The 126 firms generated profits of $13.5 billion for the first six months of 2022. That’s a 56.3% drop from the money they made over the same period last year but still comparable to the types of returns the firms registered in the years before the COVID-19 pandemic.
The securities industry, which employs more than 200,000 people in New York, is responsible for a significant portion of the state’s tax base. That’s because of the high salaries drawn from most of those jobs. Last year, the average salary, including bonuses, for someone working in New York City’s investment sector exceeded $516,000. That’s more than five times the average salary for workers in other parts of the private sector.
Those businesses accounted for about 22% of the taxes the state collected for the previous fiscal year, which ended in March. They also cover about 8% of the city’s budget.
DiNapoli told reporters on a call after the report was released that estimated tax payments from capital gains have “weakened” for the current quarter. Should that continue, or if profits continue to fall, that may influence negotiations in Albany for next year’s budget.

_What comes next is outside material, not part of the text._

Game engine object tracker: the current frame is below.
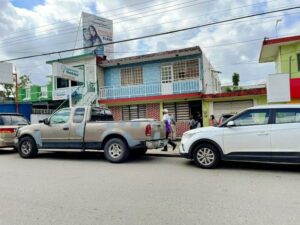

“It certainly highlights the importance, the critical importance to be sure, that other sectors of the economy, from retail to real estate to tourism, are able to recover. We do have a diversified economy in New York City and New York state, and we truly do need all sectors of the economy to succeed if New York is going to return to the prepandemic economic strength that we’ve always been known for,” he said.
However, a bearish Wall Street could hinder the recovery for other sectors. DiNapoli’s report noted that the industry accounts for fewer jobs now – about 9% of New York City’s workforce in 2022, compared to about 11% three years ago. That may be due to the rise of remote working in financial sector as people choose to telecommute from their suburban homes.
“This decline likely reflects the fact that with fewer workers in the office, there is less opportunity for them to patronize city businesses such as restaurants, retail stores, dry cleaners, and arts and recreation events,” the report stated.